Le native advertising ne tolère pas la médiocrité. Si une marque se décide à proposer du contenu, elle doit être presque meilleure que les médias, car elle ne part pas avec le même capital sympathie à la base (sauf peut-être si elle s’appelle Netflix, Apple ou Nike). La moindre erreur peut être sanctionnée d’un “bad buzz”. Cela signifie travailler correctement les scénarios vidéo, avoir des images de qualité, un montage efficace et bannir toute autopromotion surtout ! La question à se poser est : “apprécierais-je sincèrement ce contenu, si je n’étais directeur marketing ou si je ne travaillais pas pour mon entreprise ?”

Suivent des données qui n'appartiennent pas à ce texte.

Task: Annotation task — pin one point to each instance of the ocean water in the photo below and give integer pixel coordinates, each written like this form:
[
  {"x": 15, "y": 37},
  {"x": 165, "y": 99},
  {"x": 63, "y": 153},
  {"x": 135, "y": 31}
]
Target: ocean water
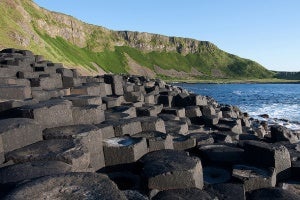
[{"x": 279, "y": 101}]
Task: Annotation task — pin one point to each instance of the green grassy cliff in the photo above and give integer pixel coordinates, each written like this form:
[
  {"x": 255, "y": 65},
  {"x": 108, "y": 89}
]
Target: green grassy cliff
[{"x": 95, "y": 49}]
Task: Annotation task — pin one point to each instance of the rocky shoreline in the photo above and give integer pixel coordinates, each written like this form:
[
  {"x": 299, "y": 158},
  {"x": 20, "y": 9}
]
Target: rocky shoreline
[{"x": 66, "y": 136}]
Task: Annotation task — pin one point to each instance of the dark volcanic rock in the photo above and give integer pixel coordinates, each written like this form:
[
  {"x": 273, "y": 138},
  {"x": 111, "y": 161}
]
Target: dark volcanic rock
[
  {"x": 69, "y": 186},
  {"x": 228, "y": 191},
  {"x": 273, "y": 194},
  {"x": 266, "y": 155},
  {"x": 183, "y": 194},
  {"x": 162, "y": 170},
  {"x": 30, "y": 170}
]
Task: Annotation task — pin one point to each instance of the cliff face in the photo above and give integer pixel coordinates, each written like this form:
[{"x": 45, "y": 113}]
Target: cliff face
[
  {"x": 154, "y": 42},
  {"x": 63, "y": 38}
]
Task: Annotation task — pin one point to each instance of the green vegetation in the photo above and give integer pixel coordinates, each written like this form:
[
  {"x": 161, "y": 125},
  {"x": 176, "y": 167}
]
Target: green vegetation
[{"x": 109, "y": 49}]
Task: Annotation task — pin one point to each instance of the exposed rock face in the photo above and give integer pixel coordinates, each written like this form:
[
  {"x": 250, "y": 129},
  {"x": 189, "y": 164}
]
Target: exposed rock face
[
  {"x": 155, "y": 42},
  {"x": 98, "y": 49},
  {"x": 152, "y": 139}
]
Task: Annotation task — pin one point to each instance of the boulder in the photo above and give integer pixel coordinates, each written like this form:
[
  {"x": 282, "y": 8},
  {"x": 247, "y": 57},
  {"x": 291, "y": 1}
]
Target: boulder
[
  {"x": 171, "y": 169},
  {"x": 149, "y": 110},
  {"x": 64, "y": 150},
  {"x": 188, "y": 194},
  {"x": 215, "y": 175},
  {"x": 152, "y": 124},
  {"x": 113, "y": 101},
  {"x": 107, "y": 130},
  {"x": 254, "y": 178},
  {"x": 176, "y": 127},
  {"x": 15, "y": 92},
  {"x": 226, "y": 191},
  {"x": 116, "y": 82},
  {"x": 49, "y": 114},
  {"x": 69, "y": 186},
  {"x": 121, "y": 150},
  {"x": 179, "y": 112},
  {"x": 281, "y": 133},
  {"x": 193, "y": 111},
  {"x": 18, "y": 132},
  {"x": 202, "y": 138},
  {"x": 90, "y": 114},
  {"x": 126, "y": 126},
  {"x": 87, "y": 135},
  {"x": 265, "y": 155},
  {"x": 272, "y": 193},
  {"x": 30, "y": 170},
  {"x": 183, "y": 142},
  {"x": 156, "y": 140},
  {"x": 84, "y": 100},
  {"x": 221, "y": 154}
]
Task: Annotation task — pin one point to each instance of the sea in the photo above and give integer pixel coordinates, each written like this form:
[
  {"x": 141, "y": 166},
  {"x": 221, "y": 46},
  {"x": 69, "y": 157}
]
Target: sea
[{"x": 280, "y": 101}]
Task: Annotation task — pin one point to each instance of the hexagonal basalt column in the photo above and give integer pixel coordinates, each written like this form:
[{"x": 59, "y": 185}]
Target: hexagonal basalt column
[{"x": 171, "y": 169}]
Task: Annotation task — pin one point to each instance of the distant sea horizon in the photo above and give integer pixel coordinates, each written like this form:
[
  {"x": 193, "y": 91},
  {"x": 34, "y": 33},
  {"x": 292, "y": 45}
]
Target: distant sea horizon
[{"x": 280, "y": 101}]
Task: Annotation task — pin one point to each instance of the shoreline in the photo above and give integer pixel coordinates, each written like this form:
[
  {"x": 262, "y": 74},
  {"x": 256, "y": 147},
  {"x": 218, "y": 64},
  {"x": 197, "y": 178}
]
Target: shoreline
[
  {"x": 130, "y": 137},
  {"x": 221, "y": 81}
]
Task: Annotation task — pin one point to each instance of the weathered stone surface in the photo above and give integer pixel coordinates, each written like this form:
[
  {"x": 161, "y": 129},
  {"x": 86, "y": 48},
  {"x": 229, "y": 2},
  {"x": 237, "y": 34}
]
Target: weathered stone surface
[
  {"x": 183, "y": 100},
  {"x": 226, "y": 191},
  {"x": 30, "y": 170},
  {"x": 69, "y": 186},
  {"x": 233, "y": 125},
  {"x": 126, "y": 126},
  {"x": 179, "y": 112},
  {"x": 183, "y": 142},
  {"x": 16, "y": 133},
  {"x": 134, "y": 195},
  {"x": 166, "y": 100},
  {"x": 227, "y": 137},
  {"x": 222, "y": 153},
  {"x": 121, "y": 150},
  {"x": 113, "y": 101},
  {"x": 156, "y": 140},
  {"x": 152, "y": 124},
  {"x": 15, "y": 92},
  {"x": 84, "y": 100},
  {"x": 190, "y": 193},
  {"x": 125, "y": 180},
  {"x": 215, "y": 175},
  {"x": 266, "y": 155},
  {"x": 162, "y": 170},
  {"x": 44, "y": 95},
  {"x": 47, "y": 82},
  {"x": 90, "y": 114},
  {"x": 1, "y": 151},
  {"x": 88, "y": 135},
  {"x": 116, "y": 82},
  {"x": 149, "y": 110},
  {"x": 92, "y": 90},
  {"x": 272, "y": 193},
  {"x": 49, "y": 114},
  {"x": 134, "y": 96},
  {"x": 63, "y": 150},
  {"x": 202, "y": 138},
  {"x": 254, "y": 178},
  {"x": 176, "y": 127},
  {"x": 120, "y": 112},
  {"x": 291, "y": 186},
  {"x": 281, "y": 133},
  {"x": 193, "y": 111},
  {"x": 107, "y": 130}
]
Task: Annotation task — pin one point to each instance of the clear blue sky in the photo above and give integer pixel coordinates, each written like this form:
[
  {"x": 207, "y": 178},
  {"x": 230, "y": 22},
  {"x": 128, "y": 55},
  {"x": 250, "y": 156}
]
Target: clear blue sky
[{"x": 267, "y": 31}]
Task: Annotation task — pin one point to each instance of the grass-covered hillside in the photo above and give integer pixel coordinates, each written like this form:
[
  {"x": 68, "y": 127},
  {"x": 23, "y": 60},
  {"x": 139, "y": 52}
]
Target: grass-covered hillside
[{"x": 62, "y": 38}]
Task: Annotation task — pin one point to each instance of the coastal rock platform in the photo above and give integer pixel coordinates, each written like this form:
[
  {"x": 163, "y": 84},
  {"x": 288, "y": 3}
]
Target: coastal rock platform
[{"x": 66, "y": 136}]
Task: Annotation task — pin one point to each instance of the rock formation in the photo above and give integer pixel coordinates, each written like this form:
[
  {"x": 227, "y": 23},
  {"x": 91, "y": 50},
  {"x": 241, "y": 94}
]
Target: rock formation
[{"x": 65, "y": 136}]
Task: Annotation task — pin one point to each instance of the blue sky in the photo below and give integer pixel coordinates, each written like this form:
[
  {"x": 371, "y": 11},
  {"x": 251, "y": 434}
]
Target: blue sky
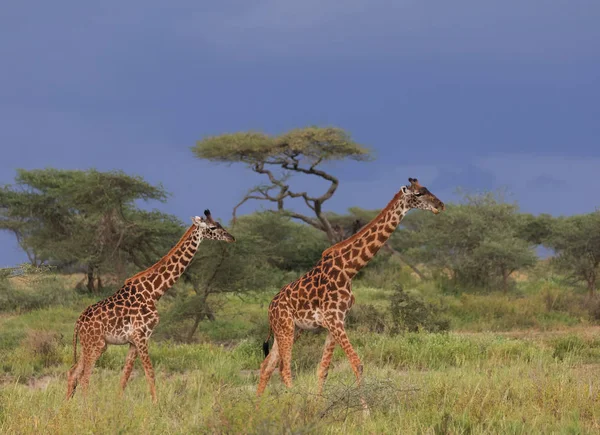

Les annonceurs doivent renoncer à leur tentation narcissique, qui non seulement est inefficace, mais peut même s’avérer contre-productive !

9. Pas de sujet “alibi” dont l’objectif est de valoriser la marque, sans vraiment servir le lecteur

Le bénéfice-lecteur doit être la priorité de tous. Qu’il s’agisse de donner des informations pratiques, de faire réfléchir le lecteur ou de le divertir. Si le service rendu est trop faible, la publicité native échouera, comme tout mauvais article.

10. Comprendre qu’annonceurs et médias ont un destin lié

Il faut comprendre qu’annonceurs et médias ont un destin lié et arrêter de jouer la guerre de tranchée. Les médias ont besoin des marques pour financer leurs contenus, car le modèle 100% payant n’est pas duplicable pour tous. Les annonceurs ont toujours besoin des médias, pour bénéficier de leur crédibilité et leur savoir-faire éditorial. Même si elles tentent de plus en plus de s’en passer en produisant leurs propres contenus (en embauchant d’ailleurs au passage pas mal d’anciens journalistes). Il faut donc trouver des compromis acceptables sur le plan déontologique autant qu’économique, et ne pas perdre de vue l’essentiel : le lecteur-consommateur.

On arrive donc à la conclusion façon Inception, avec un article qui parle de native, et qui fait clairement de la publicité native pour une agence.. Mais si vous avez lu jusqu’ici, c’est peut-être la preuve que le native a de beaux jours devant lui 🙂 Et vous, qu’attendez-vous pour vous lancer dans le Native Advertising ? Pour bien vous y préparer, je vous invite également à retrouver notre livre blanc pour tout savoir sur la publicité native.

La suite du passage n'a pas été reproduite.